Chez les pays qui ont besoin de cette marchandise humaine fraiche pour leur survie (bien entendu il y a d’autres solutions pour résoudre ce problème de vieillissement de la population des sociétés en évolution, mais la tendance a toujours été à la facilité), dans ces pays qui sont arrivés à « un critical point », c’est une erreur que de ne pas « laisser » les immigrés retourner chez eux. Je parle des immigrés normaux et choisis au préalable. Ce serait une solution à l’immigration clandestine, un début de solution tout au moins.

Supposons que chaque année l’Europe reçoit 1 millions d’immigrés officiels, choisis, et qu’ils ont accès à un travail décent, après un certain temps, disons dix ans, ils se sont construits assez pour retourner chez eux. Les Etats, des deux côtés de la berge devraient tout faire pour que cette première vague rentre chez elle. Rentrez chez soi signifie que les moyens leur sont donnés pour reconstruire une vie plus ou proche de celle quittée. Ces émigrés ou immigrants de retour chez eux créeront des emplois décents, ou du moins des opportunités de travail et amélioreront leur société d’origine d’une manière sensible. Tout le monde sait que « ceux qui reviennent d’en-haut » ont toujours envie de changer les choses, vraiment, c’est les sous qui manquent le plus.

Malheureusement ce qui est constaté est que, dans la majorité des cas, pour les « meilleurs » parmi les immigrés tout est fait pour qu’ils puissent rester dans les pays d’accueil et seuls ceux qui sont « instables » se battent pour revenir (sans offenser personne) et ceux-là, même quand ils reviennent, ils préfèrent retourner très vite de l’autre côté (trop de misère sur le terrain et de difficultés à régler pour eux-mêmes et leurs frères sur le terrain).

En Afrique, seul un ou deux pays, parmi les plus grands fournisseurs de migrants, ont une politique claire, bilatérale et assez profitable en matière d’immigration. Or il s’agit d’une richesse incroyable. Il y a l’argent envoyé quotidiennement par les migrants, une manne en remises sur épargne, il y a l’augmentation de la qualification des migrants revenus, donc l’augmentation des personnes qualifiées et compétentes capables de faire avancer les pays de départ économiquement, socialement et scientifiquement….

De l’autre côté, le fait d’instaurer, de faciliter et d’accompagner ce retour dans leur pays d’origine des migrants, feront que les tensions sociales, les tensions ethniques, la stratification de la société, les problèmes raciaux auront tendance à diminuer. Ceux qui accueillent n’auront plus à craindre pour leur « part de richesse nationale », car ils savent que ces personnes finiront par partir. Ils seront là juste pour « emploi rémunéré ».

TOUT LE MONDE EST CONTENT : LE BESOIN EN UNE SITUATION MEILLEURE EST SATISFAIT, LE BESOIN EN MAIN-D’ŒUVRE POUR MAINTENIR UNE SOCIETE GOURMANDE EST SATISFAIT ET RENOUVELE, LE BESOIN D’APPORTER UN PLUS A SA FAMILLE ET A SON PAYS EST SATISFAIT.

Cela ne réglera pas « totalement » les problèmes, mais ce sera un début de solution pour les deux côtés impliquées dans cette traite humaine, mais nécessaire et vitale qu’est l’immigration clandestine ou non.

Mes amis à « l’étranger » ont bien envie de rentrer chez eux, « apporter quelque chose à leur pays », mais la majorité sait qu’ils regretteront ce retour dans les conditions actuelles, et je leur donne raison.

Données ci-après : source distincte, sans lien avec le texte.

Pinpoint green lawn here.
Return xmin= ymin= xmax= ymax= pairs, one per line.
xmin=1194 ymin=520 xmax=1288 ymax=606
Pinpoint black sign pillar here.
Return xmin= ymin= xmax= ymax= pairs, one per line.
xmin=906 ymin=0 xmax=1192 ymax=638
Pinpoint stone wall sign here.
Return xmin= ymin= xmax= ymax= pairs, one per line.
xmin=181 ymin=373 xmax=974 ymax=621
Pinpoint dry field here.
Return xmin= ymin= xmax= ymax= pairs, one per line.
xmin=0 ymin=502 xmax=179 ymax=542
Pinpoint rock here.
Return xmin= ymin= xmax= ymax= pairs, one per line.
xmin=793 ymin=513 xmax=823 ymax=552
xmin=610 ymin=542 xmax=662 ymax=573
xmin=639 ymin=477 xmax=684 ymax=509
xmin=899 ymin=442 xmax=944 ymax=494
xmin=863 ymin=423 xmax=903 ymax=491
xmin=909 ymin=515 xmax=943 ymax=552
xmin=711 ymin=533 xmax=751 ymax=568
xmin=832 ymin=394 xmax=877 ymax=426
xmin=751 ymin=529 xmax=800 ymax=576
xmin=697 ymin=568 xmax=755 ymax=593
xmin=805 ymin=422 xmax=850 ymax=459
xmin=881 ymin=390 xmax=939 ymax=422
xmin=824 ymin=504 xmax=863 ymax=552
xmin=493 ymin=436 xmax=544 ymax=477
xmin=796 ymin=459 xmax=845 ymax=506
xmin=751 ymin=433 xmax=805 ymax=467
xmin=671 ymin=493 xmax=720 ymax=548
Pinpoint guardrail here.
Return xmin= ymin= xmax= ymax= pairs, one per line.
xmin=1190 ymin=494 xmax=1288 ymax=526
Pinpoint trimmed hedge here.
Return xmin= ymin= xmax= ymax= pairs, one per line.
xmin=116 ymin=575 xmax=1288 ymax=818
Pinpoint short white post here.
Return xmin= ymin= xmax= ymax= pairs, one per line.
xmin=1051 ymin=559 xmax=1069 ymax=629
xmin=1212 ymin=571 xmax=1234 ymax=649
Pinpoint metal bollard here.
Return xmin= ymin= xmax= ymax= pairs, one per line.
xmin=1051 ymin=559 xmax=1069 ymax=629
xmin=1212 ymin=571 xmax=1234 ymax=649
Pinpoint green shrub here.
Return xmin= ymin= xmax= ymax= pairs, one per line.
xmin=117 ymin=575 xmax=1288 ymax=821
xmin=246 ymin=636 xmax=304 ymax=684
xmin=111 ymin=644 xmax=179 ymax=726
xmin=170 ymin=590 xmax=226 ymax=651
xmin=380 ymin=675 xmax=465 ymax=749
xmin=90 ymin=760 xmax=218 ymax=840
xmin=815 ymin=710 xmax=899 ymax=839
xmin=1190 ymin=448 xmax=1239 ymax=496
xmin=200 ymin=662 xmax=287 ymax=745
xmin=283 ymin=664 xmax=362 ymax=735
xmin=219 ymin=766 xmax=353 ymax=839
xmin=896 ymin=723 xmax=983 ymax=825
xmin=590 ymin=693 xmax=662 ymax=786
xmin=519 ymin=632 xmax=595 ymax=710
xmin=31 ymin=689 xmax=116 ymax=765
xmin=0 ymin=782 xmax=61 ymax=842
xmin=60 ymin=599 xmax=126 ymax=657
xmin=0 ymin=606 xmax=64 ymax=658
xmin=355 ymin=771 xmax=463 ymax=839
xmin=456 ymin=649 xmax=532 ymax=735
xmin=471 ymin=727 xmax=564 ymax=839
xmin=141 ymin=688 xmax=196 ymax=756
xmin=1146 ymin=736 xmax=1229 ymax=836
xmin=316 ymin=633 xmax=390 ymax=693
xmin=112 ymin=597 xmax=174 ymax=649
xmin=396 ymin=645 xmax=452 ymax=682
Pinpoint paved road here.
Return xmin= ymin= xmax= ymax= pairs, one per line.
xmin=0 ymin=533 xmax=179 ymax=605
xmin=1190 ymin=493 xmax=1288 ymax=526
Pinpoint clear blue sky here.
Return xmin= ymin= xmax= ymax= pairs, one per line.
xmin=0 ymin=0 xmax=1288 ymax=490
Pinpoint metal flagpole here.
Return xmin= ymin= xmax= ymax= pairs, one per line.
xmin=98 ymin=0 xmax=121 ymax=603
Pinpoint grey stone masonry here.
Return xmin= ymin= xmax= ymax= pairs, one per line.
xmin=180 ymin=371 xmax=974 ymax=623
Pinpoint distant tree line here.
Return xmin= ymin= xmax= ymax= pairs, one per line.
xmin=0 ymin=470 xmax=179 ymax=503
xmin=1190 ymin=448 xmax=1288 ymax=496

Les problèmes d’immigration, d’émigration, d’étrangers vivant ou voulant vivre ailleurs n’est pas juste une question entre pays développés et pays en développement seulement, ces problèmes vont croître de plus en plus entre les pays en voie de développement eux-mêmes, mais aussi entre pays développés et pays développés. Plus tôt des solutions claires et adaptées seront prises, mieux ce sera, car avec l’augmentation et la globalisation des moyens de transport et des politiques socio-économiques, plus les problèmes et les dangers nés des flux migratoires seront nombreux.

Bien entendu le fait d’être de « passage » ne veut pas dire qu’il ne peut y avoir d’intégration.

En résumé, je pense que, que ce soit dans les pays développés, tout comme dans les pays en voie de développement, les erreurs menant aux drames de l’immigration sont partagées. Rejeter la faute sur un seul camp, que ce soit sur les passeurs, les migrants, les pays de départ ou les pays d’accueils ou de non-accueil, serait une faute stratégique. Toutes les parties en présence ont des besoins et elles devraient trouver une manière de détourner ce flux migratoire en leur faveur. Pour cela il faudrait que chaque partie accepte de faire des compromis, accepte ses responsabilités et mette en place des stratégies bien définies.

Je vous pose aussi la question : Politique de replacement migration ou de guests workers ? Vous choisirez laquelle, dans une optique de développement durable et globalisé ? Ou avez-vous une autre solution pour juguler les flux migratoires ?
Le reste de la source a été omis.